Not only does it have a capital city bursting with gastronomic creativity, the spectacular Northern Lights and Santa Claus’ year-round home (plus the reindeer support staff) in Lapland.
It’s also the happiest country in the world for the second year in a row, according to the latest World Happiness Report.
It’s followed by Denmark, Norway, Iceland and The Netherlands.
The World Happiness Report was released by the Sustainable Development Solutions Network for the United Nations on March 20, the date the UN has declared to be the International Day of Happiness.
The report ranks countries on six key variables that support wellbeing: income, freedom, trust, healthy life expectancy, social support and generosity.

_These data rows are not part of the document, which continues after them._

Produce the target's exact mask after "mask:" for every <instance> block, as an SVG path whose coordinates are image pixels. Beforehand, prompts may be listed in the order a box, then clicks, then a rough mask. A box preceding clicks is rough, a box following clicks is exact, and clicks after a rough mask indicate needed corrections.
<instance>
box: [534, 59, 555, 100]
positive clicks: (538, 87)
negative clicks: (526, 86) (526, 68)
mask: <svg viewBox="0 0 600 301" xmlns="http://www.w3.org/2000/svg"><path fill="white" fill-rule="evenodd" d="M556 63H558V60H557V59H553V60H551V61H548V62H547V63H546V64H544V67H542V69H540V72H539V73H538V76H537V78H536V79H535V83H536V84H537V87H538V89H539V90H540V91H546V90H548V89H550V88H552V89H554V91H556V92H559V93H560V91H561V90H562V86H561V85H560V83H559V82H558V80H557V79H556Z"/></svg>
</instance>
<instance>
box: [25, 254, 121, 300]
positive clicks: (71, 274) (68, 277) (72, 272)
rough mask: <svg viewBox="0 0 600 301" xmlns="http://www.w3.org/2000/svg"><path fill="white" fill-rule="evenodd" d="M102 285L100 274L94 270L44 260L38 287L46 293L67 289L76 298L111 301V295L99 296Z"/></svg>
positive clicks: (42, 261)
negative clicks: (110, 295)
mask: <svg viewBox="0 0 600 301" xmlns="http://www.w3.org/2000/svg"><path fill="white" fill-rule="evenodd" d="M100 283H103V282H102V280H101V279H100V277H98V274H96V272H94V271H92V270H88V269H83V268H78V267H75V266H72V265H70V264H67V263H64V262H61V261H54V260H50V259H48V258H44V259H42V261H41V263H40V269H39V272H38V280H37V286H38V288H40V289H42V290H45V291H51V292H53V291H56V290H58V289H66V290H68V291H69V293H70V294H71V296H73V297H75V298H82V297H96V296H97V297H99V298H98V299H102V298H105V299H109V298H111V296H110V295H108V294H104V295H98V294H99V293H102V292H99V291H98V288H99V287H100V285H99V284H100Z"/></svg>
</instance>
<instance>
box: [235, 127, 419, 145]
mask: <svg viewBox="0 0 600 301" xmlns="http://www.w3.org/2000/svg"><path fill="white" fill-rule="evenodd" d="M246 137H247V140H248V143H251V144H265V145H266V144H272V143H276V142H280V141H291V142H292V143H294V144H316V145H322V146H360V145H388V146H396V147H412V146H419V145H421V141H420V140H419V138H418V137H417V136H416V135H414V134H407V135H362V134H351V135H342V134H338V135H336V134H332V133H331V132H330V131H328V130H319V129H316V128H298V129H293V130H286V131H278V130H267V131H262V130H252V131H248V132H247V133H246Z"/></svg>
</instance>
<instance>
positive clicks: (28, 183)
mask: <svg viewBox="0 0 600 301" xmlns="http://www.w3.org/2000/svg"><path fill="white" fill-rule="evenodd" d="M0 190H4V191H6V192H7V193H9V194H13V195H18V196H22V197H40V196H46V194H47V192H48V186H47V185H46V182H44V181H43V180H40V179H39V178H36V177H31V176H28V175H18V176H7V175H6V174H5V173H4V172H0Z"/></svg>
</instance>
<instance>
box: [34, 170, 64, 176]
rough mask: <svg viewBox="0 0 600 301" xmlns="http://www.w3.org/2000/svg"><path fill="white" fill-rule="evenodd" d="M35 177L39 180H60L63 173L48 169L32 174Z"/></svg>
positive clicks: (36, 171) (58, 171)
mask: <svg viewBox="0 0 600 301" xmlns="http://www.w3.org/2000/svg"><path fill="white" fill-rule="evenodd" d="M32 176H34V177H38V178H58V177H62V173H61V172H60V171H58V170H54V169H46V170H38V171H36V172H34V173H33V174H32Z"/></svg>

“The top 10 countries tend to rank high in all six variables, as well as emotional measures of well-being,” says report co-editor John Helliwell, a professor emeritus of economics at the University of British Columbia.
And that’s not just about the native-born residents of those countries.
“It’s true that last year all Finns were happier than rest of the countries’ residents, but their immigrants were also happiest immigrants in the world,” says Helliwell.
“It’s not about Finnish DNA. It’s the way life is lived in those countries.”
They pay high taxes for a social safety net, they trust their government, they live in freedom and they are generous with each other.
“They do care about each other,” he says. “That’s the kind of place people want to live.”